Thursday, May 12, 2016

Replacement replenishment vessels

HMAS Sirius conducts a dual Replenishment at Sea with HMA Ships Arunta and Stuart as they sail home to Australia across the Java Sea, after completing a North East Asia Deployment. (photo: ABIS Kayla Hayes)
HMAS Sirius conducts a dual Replenishment at Sea with HMA Ships Arunta and Stuart as they sail home to Australia across the Java Sea, after completing a North East Asia Deployment.
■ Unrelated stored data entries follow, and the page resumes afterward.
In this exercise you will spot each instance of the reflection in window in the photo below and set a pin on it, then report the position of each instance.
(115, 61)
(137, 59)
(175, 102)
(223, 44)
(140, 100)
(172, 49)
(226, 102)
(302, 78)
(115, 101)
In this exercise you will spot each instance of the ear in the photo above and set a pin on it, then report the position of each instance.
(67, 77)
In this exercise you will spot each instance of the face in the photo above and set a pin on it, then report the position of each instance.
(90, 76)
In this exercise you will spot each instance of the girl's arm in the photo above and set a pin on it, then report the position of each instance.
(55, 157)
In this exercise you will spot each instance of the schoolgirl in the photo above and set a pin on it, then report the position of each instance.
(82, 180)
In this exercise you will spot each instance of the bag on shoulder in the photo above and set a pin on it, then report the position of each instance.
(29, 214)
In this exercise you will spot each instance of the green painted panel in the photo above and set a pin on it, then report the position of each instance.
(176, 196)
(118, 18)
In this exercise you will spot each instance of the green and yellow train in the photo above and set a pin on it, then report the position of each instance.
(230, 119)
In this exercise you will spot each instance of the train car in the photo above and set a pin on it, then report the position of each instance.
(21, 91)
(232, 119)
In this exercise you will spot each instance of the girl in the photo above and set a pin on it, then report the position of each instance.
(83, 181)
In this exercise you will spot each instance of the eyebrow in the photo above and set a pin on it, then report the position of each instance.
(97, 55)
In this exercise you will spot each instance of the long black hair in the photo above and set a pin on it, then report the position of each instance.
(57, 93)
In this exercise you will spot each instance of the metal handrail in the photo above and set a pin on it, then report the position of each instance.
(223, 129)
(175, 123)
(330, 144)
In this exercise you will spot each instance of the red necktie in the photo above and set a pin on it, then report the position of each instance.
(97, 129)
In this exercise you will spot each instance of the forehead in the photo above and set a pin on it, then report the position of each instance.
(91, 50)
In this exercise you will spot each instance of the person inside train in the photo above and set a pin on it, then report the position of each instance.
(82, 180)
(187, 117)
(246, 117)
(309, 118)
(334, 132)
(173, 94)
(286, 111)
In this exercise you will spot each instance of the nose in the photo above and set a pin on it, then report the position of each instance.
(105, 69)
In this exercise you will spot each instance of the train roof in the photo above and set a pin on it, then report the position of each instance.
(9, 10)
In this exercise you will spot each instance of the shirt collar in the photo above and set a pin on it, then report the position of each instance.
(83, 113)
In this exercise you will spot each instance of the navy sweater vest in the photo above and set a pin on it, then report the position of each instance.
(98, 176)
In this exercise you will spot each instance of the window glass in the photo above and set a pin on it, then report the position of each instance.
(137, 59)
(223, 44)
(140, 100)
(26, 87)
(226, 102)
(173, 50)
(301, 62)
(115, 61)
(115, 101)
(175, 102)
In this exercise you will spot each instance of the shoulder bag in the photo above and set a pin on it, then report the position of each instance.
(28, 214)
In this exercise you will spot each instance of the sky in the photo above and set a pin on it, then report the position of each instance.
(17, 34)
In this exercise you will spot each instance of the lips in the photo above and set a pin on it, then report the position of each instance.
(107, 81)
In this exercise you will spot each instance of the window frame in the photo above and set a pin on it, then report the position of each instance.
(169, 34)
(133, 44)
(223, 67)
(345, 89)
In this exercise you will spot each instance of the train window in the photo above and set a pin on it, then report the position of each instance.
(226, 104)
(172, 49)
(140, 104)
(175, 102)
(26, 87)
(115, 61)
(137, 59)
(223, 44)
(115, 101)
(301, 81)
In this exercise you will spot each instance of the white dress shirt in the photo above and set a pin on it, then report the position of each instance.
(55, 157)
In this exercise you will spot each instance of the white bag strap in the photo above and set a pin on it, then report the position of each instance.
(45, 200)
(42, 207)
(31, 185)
May 6, 2016 - The Government has signed contracts with Navantia S.A. to build Australia’s two replacement replenishment ships, avoiding a critical capability gap.
Australia’s current supply ship HMAS Success will reach its end of life in 2021 and needs to be replaced as a matter of priority.
As part of the $640 million contract with Navantia more than $130 million will go to Australian industry.
Local industry activity will include Combat and Communication Systems integration, Integrated Logistics Support, and elements of the onboard cranes.
In addition, an initial $250 million, five-year sustainment contract also signed with Navantia will be undertaken in Australia.
The Turnbull Government is committed to a continuous build of major naval surface ships in Adelaide beginning with the 12 Offshore Patrol Vessels (OPVs) in 2018 and the nine Future Frigates in 2020. The 12 Future Submarines will also be built in Adelaide. Together these programs will secure more than 3600 jobs in the shipbuilding industry and thousands more across the supply chain.
Australian shipyards simply do not have the capacity to complete the replenishment vessels in the required time and a local build would delay the OPVs, Future Frigates and Future Submarines thereby risking those jobs and capability.
The Government has also signed a $280 million contract with Austal to construct up to 21 steel-hulled Pacific Patrol Boats in Western Australia. Support and sustainment of the boats will be conducted in Cairns, Queensland, and is estimated at more than $400 million across the life of the vessels.
The Coalition Government’s demonstrated commitment to the Australian shipbuilding industry is in stark contrast to the inaction of the Labor Party, whereby they failed to commission even one naval ship from an Australian shipyard during six years in power.